US-Amerikaner mit Ebola wird in Frankfurter Klinik behandelt
Ein US-Bürger, der mit der Bundibugyo-Variante des Ebola-Virus infiziert ist, wurde in der Nacht nach Frankfurt geflogen und in der Uniklinik behandelt. Der Patient arbeitete für eine humanitäre Organisation im Kongo. Laut Bundesgesundheitsministerium besteht für die Bevölkerung keine Gefahr. Der zweite US-Bürger mit Ebola kam knapp zwei Monate nach dem ersten Patienten nach Deutschland. Die Infektion wurde in der Demokratischen Republik Kongo festgestellt. Es gibt bislang keinen Impfstoff und keine spezielle Therapie für die Variante. In Deutschland werden Ebola-Patienten auf speziellen Isolierstationen untergebracht, um Kontakte zu anderen Patienten zu vermeiden.

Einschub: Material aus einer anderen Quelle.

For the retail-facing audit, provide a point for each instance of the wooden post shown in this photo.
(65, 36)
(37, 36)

Der Patient wurde am Frankfurter Flughafen abgefertigt und direkt in die Universitätsklinik gebracht. Die Behörden bestätigten die Ankunft und die Behandlung. Die genaue Geschlechtsangabe blieb zunächst unklar. Derzeit ist in der Region Kongo ein schwer einzudämmender Ebola-Ausbruch zu verzeichnen. Die Zahl der Infizierten und Todesfälle steigt schneller als bei früheren Epidemien. In Europa war das Virus bereits in Frankreich nachgewiesen worden, wo ein Arzt nach kurzer Isolierung entlassen wurde.
Die Behandlung von Ebola-Patienten erfolgt in geschlossenen Einrichtungen, die vom regulären Klinikbetrieb getrennt sind. Dies soll eine Ausbreitung des Virus verhindern. Der erste US-Arzt, der im Mai nach Deutschland kam, war zunächst lebensbedrohlich, wurde aber nach zwei Wochen entlassen. Die Bundesregierung betont, dass die Lage unter Kontrolle ist und keine Gefahr für andere Menschen besteht.
Der aktuelle Ausbruch im Kongo ist besonders heftig. Bislang wurden über 650 Todesfälle und mehr als 1.800 Infektionen gemeldet. Im Vergleich zu früheren Epidemien, wie der in Westafrika 2014/2015, steigen die Zahlen schneller. Experten warnen vor der schnellen Ausbreitung und der Schwierigkeit, die Krankheit einzudämmen. In Deutschland bleibt die Situation stabil, da die Infizierten auf speziellen Stationen behandelt werden.